Aug 23, 1995 According to intelligence sources, tribal rebels from Bangladesh and Myanmar (Burma) have agreed to wage a joint campaign against their governments to press for political autonomy. The Shanti Bahini and Myanmar's Arakan Liberation Party (ALP) have reportedly agreed to join forces to attack security posts and to give shelter to each other when pursued by troops (Reuters, 08/23/95).
Aug 28, 1995 CHT rebels attacked a Christian village, killing one person and wounding three others, according to the police. The Christians in the Hill Tracts have opposed the Shanti Bahini's demand for autonomy and instead have supported the government's peace efforts (Reuters, 08/28/95).

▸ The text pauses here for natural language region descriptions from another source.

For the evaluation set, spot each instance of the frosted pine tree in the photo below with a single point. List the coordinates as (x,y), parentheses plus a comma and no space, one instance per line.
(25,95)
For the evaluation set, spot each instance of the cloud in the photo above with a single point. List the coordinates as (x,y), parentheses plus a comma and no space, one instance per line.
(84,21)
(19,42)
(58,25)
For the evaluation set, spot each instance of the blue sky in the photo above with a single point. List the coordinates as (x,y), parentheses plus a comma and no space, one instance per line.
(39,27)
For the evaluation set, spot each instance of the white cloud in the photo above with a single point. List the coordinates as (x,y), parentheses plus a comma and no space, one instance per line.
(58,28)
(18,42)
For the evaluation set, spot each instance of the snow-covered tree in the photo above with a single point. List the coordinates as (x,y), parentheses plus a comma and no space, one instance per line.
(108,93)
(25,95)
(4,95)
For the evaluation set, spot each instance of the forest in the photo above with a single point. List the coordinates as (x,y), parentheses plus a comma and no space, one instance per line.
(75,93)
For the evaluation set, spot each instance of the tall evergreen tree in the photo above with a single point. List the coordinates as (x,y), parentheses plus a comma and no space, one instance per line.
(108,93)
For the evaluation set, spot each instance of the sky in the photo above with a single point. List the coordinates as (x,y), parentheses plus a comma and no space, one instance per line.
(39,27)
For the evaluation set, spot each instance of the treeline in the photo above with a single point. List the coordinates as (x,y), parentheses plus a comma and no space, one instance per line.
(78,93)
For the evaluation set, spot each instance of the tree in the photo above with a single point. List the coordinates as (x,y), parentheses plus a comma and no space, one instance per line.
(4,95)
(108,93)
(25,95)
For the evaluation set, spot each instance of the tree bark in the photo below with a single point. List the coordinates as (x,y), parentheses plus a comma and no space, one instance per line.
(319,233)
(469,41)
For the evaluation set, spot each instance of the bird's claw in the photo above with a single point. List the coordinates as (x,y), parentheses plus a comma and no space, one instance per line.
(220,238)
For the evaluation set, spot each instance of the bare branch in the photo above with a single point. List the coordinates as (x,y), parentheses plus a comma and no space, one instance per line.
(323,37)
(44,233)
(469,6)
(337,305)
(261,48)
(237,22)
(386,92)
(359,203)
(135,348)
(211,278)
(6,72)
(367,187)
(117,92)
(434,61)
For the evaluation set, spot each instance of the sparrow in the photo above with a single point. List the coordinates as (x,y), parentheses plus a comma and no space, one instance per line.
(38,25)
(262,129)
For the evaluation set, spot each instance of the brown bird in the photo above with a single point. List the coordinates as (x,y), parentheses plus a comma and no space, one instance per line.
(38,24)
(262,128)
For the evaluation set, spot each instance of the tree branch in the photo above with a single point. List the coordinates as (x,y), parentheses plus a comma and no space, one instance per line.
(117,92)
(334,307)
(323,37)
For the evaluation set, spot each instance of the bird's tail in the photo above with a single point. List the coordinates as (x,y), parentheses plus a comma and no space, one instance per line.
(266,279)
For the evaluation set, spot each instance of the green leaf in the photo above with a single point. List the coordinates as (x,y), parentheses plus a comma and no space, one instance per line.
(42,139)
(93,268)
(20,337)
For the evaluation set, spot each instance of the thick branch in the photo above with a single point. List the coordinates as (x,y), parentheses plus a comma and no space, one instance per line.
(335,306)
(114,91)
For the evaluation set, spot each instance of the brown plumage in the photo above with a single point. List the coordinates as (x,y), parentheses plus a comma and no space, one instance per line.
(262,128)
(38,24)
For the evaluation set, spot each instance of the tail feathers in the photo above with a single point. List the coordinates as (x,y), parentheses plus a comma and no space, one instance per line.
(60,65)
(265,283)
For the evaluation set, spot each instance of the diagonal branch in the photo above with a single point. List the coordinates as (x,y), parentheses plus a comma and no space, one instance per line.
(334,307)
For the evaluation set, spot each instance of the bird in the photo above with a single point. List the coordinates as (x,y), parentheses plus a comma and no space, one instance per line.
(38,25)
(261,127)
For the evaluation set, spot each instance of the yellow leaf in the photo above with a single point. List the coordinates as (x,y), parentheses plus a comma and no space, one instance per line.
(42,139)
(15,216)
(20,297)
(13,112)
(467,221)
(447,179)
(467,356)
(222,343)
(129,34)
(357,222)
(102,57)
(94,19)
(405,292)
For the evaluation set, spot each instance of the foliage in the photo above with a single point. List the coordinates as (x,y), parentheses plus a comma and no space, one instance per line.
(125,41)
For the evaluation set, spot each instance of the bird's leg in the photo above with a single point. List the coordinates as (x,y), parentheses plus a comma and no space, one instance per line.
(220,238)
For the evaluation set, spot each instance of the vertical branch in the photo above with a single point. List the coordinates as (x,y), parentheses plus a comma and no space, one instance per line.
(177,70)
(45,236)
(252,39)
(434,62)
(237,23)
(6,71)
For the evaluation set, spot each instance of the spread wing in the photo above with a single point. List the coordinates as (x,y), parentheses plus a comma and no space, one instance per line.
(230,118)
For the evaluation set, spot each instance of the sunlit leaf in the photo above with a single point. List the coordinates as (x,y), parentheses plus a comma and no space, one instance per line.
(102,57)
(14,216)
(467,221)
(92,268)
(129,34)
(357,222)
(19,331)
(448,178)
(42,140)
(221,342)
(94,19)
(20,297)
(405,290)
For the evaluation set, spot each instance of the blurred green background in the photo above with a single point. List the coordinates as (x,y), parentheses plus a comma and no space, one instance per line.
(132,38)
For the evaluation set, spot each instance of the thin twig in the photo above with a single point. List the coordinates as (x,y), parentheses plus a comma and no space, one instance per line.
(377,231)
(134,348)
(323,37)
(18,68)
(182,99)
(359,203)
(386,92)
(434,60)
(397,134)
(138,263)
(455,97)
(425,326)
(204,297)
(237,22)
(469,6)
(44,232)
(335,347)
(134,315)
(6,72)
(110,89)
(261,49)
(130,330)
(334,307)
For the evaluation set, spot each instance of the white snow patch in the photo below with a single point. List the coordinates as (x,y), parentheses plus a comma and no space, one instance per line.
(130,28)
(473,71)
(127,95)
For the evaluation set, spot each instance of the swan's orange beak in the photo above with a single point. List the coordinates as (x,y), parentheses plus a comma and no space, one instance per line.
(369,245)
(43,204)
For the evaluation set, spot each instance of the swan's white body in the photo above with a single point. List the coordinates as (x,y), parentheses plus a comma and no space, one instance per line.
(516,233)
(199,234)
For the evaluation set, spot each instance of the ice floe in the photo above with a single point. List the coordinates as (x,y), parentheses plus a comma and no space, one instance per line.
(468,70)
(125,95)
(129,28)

Sep 1995 CHT tribals have agreed to extend a truce with the government until October 31. However, they are demanding that five of their comrades be freed by October 15 (Reuters, 09/06/95).
Oct 1995 One Shanti Bahini member was killed during a gun battle with government troops in the CHT (Reuters, 10/05/95).
Oct 25, 1995 The truce agreement between the government and CHT tribals has been extended until December 31 (Reuters, 10/25/95).
Nov 1995 About nine members of the Shanti Bahini ambushed an army patrol close to the border of India's Tripura state. No injuries were reported. This latest incident occurred following Prime Minister Khaleda Zia's call to rebel tribesmen to lay down their arms in response to the government's amnesty offer. Zia also promised a fresh development package and more government funds for 2 million tribal peoples living in the area (Deutsche Press-Agentur, 11/18/95).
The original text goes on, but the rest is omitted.